DB migrations are necessary, so the focus is on how to optimize the process to reduce downtime. The best way to reduce downtime is to try to make as much of the DB migration run "online" as possible. This means while the service is running (usually old code, but sometimes new code).
However, some DB migrations do things that are particularly difficult to execute online leading to downtime.
DB migrations typically fall into two categories: schema migrations and data migrations and the strategy to dealing with them often differs.
Schema migrations are any schema changes that create, drop or rename tables, columns, indexes and foreign keys.
MySQL Version Considerations
Even if services are tolerant of schema changes, the database engine needs to ensure it doesn't block reads/writes. Blocking reads/writes would cause downtime as well.
Not all versions of MySQL are made alike. Older versions (such as 5.1) will block reads/writes for pretty much any schema changes. Newer versions (5.5 and 5.6) are much better and in many cases much faster and/or online (without blocking reads/writes).
It's important that the operator is running a version of MySQL that allows schema changes to be performed online without blocking running services.
FIXME: Fill in matrix of versions and schema changes that block
Data changes are any migrations that change data already in tables.

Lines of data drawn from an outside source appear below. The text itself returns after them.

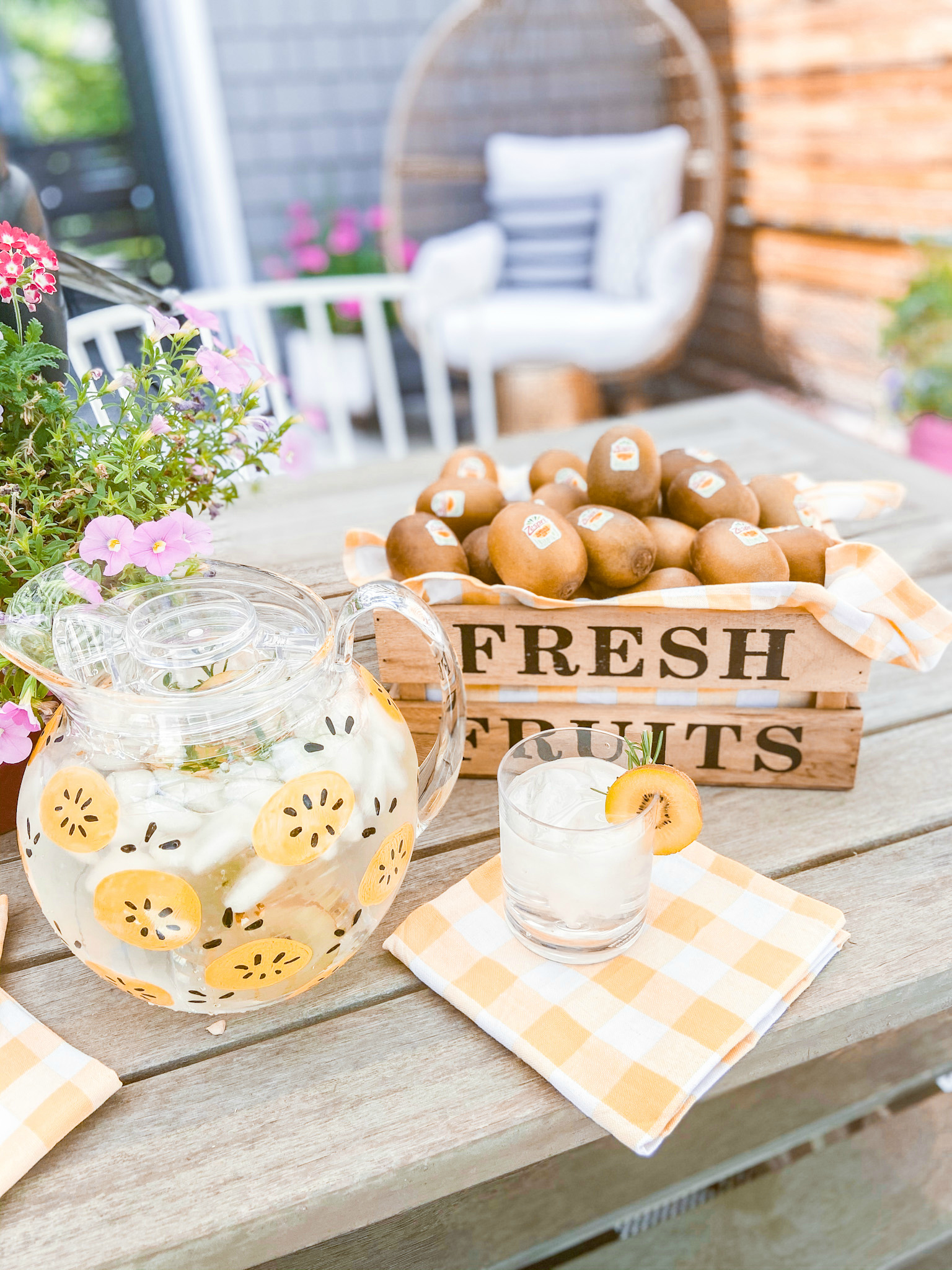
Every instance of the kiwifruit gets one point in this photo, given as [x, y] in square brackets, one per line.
[625, 470]
[621, 550]
[464, 504]
[702, 494]
[677, 460]
[558, 465]
[735, 550]
[477, 548]
[778, 504]
[664, 578]
[563, 498]
[423, 544]
[805, 550]
[673, 541]
[535, 546]
[467, 463]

For example, encrypting data in a column or moving data from one table to a newly created table.
As a general rule, strive to make DB migrations run as much as possible online. This means that the DB migrations can run while old (or sometimes new) code is already running. This minimizes the amount of time services are down. Less downtime makes operators and users happy.

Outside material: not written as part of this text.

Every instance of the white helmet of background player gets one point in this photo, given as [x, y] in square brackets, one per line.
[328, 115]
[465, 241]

Maintain Backwards Compatible Schemas If Possible
Running schema migrations online is the best case, but it can only be done if the new schema is compatible with the running code. That means we should strive to keep schemas backwards compatible.
Things like adding new columns or creating new tables is backwards compatible (mostly, be careful of 'SELECT *' or 'INSERT INTO foo VALUES ()') because old running code simply don't use the new columns or tables.
Avoid Renaming Columns
It's extremely difficult to rename columns safely with services running. Old code simply won't know the new column name and new code must go extremely far to transparently handle using either the old or new names. Renaming columns is usually not necessary for technical reasons, so avoiding it is recommended.
Avoid Changing the Type of Columns
For many of the same reasons avoiding renaming columns, we should avoid changing the type of columns. Creating a new column is recommended.
Try to Incrementally Migrate Data
The volume of data being changed or moved during data migrations can be a significant source of downtime. If possible, try to incrementally migrate data. This would require code to handle both the old and new locations of data and potentially migrate the data on a row by row basis. However, this should be significantly easier than handling renaming or changing the type of columns.